In 1995 Page published an abridged edition of her diaries.
(WSJ, 10/19/98, p.A24)(SFEC, 2/14/99, BR p.5)
1965 Jack Spicer (40), poet,
died of alcohol poisoning. The "Collected Book of Jack Spicer" was
published nearly 10 years after his death. In 1998 Lewis Ellingham
and Kevin Killian published "Poet Be Like God: Jack Spicer and the
San Francisco Renaissance. "The House That Jack Built : the
Collected Lectures of Jack Spicer was also published in 1998 with an
afterward by Peter Gizzi.
(SFEC, 1/3/99, BR p.3)
1965 Henry A. Wallace (b.1888),
former vice-president (1941-1945), died. He was the founder of
Pioneer Hi-Bred Corp. and served as the Sec. of Agriculture from
1933-1940. In 2000 John C. Culver and John Hyde authored the
biography "American Dreamer."
(WSJ, 4/5/00, p.A24)(WUD, 1994 p.1606)
1965 Arab states signed the
Charter of Arab Honor, an Arab league ordnance designed to curb an
aggressive Lebanese press and to discourage mutually hostile regimes
from attacking each other.
(SFC, 6/19/00, p.A5)
1965 Brazil’s Forest Code of
this year required private landowners to leave to leave forests
standing on part of their farms. In the Amazon this was set at
four-fifths. This particular requirement has never been effectively
implemented.
(Econ, 12/3/11,
p.47)(http://en.wikipedia.org/wiki/Brazilian_Forest_Code)

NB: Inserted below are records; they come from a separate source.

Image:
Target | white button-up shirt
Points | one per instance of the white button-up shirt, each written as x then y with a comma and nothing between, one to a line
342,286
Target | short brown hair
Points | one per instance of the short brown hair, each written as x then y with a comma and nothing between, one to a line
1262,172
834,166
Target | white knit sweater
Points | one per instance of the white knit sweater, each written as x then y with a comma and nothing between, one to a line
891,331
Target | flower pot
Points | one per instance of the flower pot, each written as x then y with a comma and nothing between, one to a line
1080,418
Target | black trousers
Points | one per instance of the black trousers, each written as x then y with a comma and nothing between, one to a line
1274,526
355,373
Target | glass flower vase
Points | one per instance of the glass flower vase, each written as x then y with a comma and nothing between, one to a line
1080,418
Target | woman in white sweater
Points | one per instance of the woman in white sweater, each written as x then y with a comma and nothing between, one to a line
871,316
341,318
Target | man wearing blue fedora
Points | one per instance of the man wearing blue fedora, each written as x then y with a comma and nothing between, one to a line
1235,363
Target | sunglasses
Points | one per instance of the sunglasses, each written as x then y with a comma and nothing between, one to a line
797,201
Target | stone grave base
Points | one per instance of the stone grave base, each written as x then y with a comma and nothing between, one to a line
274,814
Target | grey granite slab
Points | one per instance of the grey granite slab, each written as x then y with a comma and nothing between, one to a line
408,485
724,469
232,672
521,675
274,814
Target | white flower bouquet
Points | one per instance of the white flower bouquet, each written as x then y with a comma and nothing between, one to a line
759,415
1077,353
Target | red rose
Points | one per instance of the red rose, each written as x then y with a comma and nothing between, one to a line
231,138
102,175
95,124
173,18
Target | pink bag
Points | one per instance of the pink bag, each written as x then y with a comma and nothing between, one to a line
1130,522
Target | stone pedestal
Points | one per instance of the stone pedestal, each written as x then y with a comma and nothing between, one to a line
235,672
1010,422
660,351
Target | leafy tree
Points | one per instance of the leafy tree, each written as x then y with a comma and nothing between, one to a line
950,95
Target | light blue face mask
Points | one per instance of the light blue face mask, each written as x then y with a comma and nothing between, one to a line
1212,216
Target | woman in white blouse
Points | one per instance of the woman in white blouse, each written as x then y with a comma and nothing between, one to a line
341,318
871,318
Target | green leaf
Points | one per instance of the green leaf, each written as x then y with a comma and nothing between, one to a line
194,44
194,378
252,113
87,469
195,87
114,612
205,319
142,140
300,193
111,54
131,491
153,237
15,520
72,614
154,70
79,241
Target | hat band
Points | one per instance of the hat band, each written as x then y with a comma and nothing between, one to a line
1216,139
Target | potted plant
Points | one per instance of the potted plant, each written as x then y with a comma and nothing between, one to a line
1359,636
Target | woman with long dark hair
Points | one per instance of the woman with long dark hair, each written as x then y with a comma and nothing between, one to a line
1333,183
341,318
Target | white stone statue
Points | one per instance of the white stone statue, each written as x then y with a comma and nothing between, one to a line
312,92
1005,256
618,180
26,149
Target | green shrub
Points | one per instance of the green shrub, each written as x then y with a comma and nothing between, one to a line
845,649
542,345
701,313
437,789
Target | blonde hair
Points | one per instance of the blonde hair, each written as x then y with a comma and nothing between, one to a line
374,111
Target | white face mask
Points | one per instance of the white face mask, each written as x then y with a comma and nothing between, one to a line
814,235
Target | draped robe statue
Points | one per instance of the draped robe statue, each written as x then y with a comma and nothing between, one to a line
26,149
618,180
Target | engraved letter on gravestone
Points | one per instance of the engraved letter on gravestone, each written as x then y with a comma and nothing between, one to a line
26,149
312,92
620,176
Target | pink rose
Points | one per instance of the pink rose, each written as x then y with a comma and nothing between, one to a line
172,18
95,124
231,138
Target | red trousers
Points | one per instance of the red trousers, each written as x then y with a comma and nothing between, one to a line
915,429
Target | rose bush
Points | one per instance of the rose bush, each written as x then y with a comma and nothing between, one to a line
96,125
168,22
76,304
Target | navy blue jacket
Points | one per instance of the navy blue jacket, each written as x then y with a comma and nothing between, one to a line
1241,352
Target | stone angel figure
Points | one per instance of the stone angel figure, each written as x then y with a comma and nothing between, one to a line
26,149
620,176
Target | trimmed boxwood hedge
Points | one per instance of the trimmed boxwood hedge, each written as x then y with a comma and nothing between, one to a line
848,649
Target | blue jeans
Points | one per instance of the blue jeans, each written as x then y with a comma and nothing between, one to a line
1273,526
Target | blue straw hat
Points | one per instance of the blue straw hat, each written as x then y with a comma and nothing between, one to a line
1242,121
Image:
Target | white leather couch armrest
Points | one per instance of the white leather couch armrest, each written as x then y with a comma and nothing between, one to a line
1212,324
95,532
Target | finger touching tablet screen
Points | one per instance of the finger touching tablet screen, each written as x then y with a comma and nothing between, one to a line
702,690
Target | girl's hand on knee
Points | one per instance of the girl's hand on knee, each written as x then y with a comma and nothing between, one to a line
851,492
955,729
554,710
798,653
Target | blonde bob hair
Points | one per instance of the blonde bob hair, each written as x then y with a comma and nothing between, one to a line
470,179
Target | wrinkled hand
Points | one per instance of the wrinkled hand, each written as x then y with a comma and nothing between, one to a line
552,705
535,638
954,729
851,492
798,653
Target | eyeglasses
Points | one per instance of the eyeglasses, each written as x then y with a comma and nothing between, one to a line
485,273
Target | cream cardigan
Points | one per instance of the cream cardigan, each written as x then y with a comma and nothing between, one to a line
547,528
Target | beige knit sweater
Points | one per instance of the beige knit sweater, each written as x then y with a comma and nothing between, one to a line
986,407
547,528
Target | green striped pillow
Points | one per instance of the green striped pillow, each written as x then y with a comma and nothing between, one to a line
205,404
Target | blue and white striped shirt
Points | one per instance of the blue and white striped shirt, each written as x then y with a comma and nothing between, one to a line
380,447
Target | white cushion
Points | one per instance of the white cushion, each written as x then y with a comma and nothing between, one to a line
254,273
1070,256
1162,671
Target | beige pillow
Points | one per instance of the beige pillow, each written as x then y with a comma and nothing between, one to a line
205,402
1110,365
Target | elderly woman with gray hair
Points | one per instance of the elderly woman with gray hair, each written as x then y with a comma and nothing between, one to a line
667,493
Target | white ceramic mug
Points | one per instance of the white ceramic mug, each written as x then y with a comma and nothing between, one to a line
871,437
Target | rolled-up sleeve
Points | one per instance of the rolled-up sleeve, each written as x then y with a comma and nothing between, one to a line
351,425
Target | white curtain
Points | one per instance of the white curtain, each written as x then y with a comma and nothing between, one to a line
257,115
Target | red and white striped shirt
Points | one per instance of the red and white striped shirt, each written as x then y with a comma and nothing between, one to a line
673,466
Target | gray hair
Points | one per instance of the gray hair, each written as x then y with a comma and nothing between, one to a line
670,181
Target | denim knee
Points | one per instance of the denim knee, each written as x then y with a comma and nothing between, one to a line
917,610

1965 Roberto Marinho broke into
Brazil’s television industry. By 1995 Rede Globo became the world's
fourth largest TV network.
(WSJ, 12/4/95, p.A-9)
1965 In Britain Bob Guccione
founded Penthouse Magazine. It was a sex magazine with more
provocative poses than Playboy Magazine.
(WSJ, 3/22/96, p.A-1)
1965 The first automatic teller
machines came from England.
(SFC, 7/6/96, p.E4)
1965 Imre Lakatos of London's
School of Economics organized a session chaired by Karl Popper at
which philosopher Thomas Kuhn spoke. In 2003 Steve Fuller authored
"Kuhn vs. Popper: The Struggle for the Soul of Science."
(Econ, 8/9/03, p.71)
1965 Canada required its
senators to step down at age 75.
(Econ, 1/2/10, p.30)
1965 In the Central African
Republic Col. Jean-Bedel Bokassa, commander of the army and minister
of defense, was picked by France to overthrow David Dacko when Dacko
began establishing close ties with China.
(SFC, 11/4/96, p.A22)
1965 The Gang of Four included
Wang Hongwen, Yao Wen-yuan, Zhang Chunqiao (1917-2005) and Mao
Zedong’s third wife, Jiang Qing. All four were relatively
low-ranking members of the Communist party, albeit favored by Mao.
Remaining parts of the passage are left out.